1941, UMA GUERRA MUITO LOUCA: Spielberg Sabe Como Poucos Fazer Filmes. Mesmo Comédia.

Em 1979, Steven Spielberg, ainda muito jovem (tinha 33 anos) já tinha marcado dois êxitos cinematográficos notáveis, os filmes TUBARÃO e CONTATOS IMEDIATOS DO TERCEIRO GRAU. Fora os cult movies ENCURRALADO e LOUCA ESCAPADA.

Para surpresa geral, seu próximo filme foi uma comédia: 1941, UMA GUERRA MUITO LOUCA.

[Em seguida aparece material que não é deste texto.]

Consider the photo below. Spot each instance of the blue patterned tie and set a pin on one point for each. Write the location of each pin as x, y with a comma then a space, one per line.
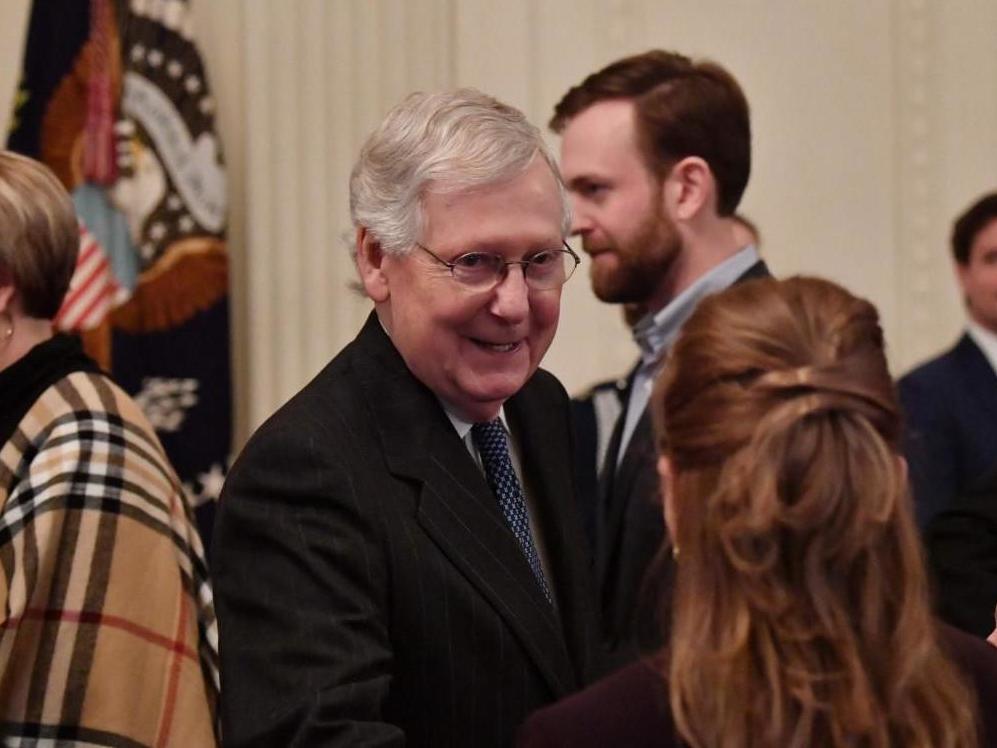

Ainda lembro que vi pela primeira vez 1941 em uma sessão do Clube de Cinema, domingo pela manhã, no Cine Cacique.

Realmente, era uma obra completamente diferente dentro do universo Spielberguiano.

Após o ataque de Pearl Harbour, moradores da costa da Califórnia se preparam uma iminente invasão japonesa, muito mais real na imaginação dos americanos do que na realidade.

Desde a cena de abertura do filme, onde se reproduz, com muito humor, o início de JAWS, o filme é uma sucessão de personagens, cenas e diálogos muito engraçados. Spielberg é um mestre atrás das câmeras, até mesmo fazendo rir.

O elenco era notável: Dan Akroyd, Ned Beaty, John Belushi, Lorraine Gary (Mrs. Brody de JAWS), Murray Hamilton (também de JAWS), Christopher Lee (um grande Drácula do cinema aqui vivendo um oficial nazista), Tim Matheson, Toshirô Mifune (OS SETE SAMURAIS), Warren Oates, John Candy, Robert Stack (da série de TV INTOCÁVEIS), Treat Williams e Nancy Allen.

Vale uma menção especial ao trabalho de John Belushi. Um ator nascido em Chicago que morreu aos 33 anos de uma overdose de drogas deixou apenas 13 filmes. Mas ficou marcado na memória dos cinéfilos por trabalhos como o de 1941, CONTINENTAL DIVIDE e NATIONAL LAMPOON’S ANIMAL HOUSE.

Muitos filmes de Spielberg têm cenas cômicas, mas ele nunca mais se dedicou à comédia clássica.

Somente por este motivo, 1941 merece um lugar especial na nossa memória.

In 1979, Steven Spielberg, still very young (he was 33 years old) had already marked two notable cinematic successes, the films JAWS and CLOSE ENCOUNTERS OF THE THIRD KIND. Outside the cult movies DUEL and THE SUGARLAND EXPRESS.

To the general surprise, his next film was a comedy: 1941.

I still remember that I saw 1941 for the first time at a screening of the Clube de Cinema, Sunday morning, at Cine Cacique.

Indeed, it was a completely different work within the Spielberguiano universe.

After the Pearl Harbor attack, residents of the California coast are preparing for an imminent Japanese invasion, much more real in the imagination of Americans than in reality.

Since the opening scene of the film, where the beginning of JAWS is reproduced, with great humor, the film is a succession of very funny characters, scenes and dialogues. Spielberg is a master behind the camera, even making him laugh.

The cast was notable: Dan Akroyd, Ned Beaty, John Belushi, Lorraine Gary (Mrs. Brody of JAWS), Murray Hamilton (also of JAWS), Christopher Lee (a great film Dracula here living a Nazi official), Tim Matheson, Toshirô Mifune (THE SEVEN SAMURALS), Warren Oates, John Candy, Robert Stack (from the TV series UNTOUCHABLES), Treat Williams and Nancy Allen.

A special mention is made of the work of John Belushi. A Chicago-born actor who died at the age of 33 from a drug overdose left only 13 films. But it was marked in the memory of moviegoers for works such as that of 1941, CONTINENTAL DIVIDE and NATIONAL LAMPOON’S ANIMAL HOUSE.

Many of Spielberg’s films have comedic scenes, but he never devoted himself to classic comedy again.

For this reason alone, 1941 deserves a special place in our memory.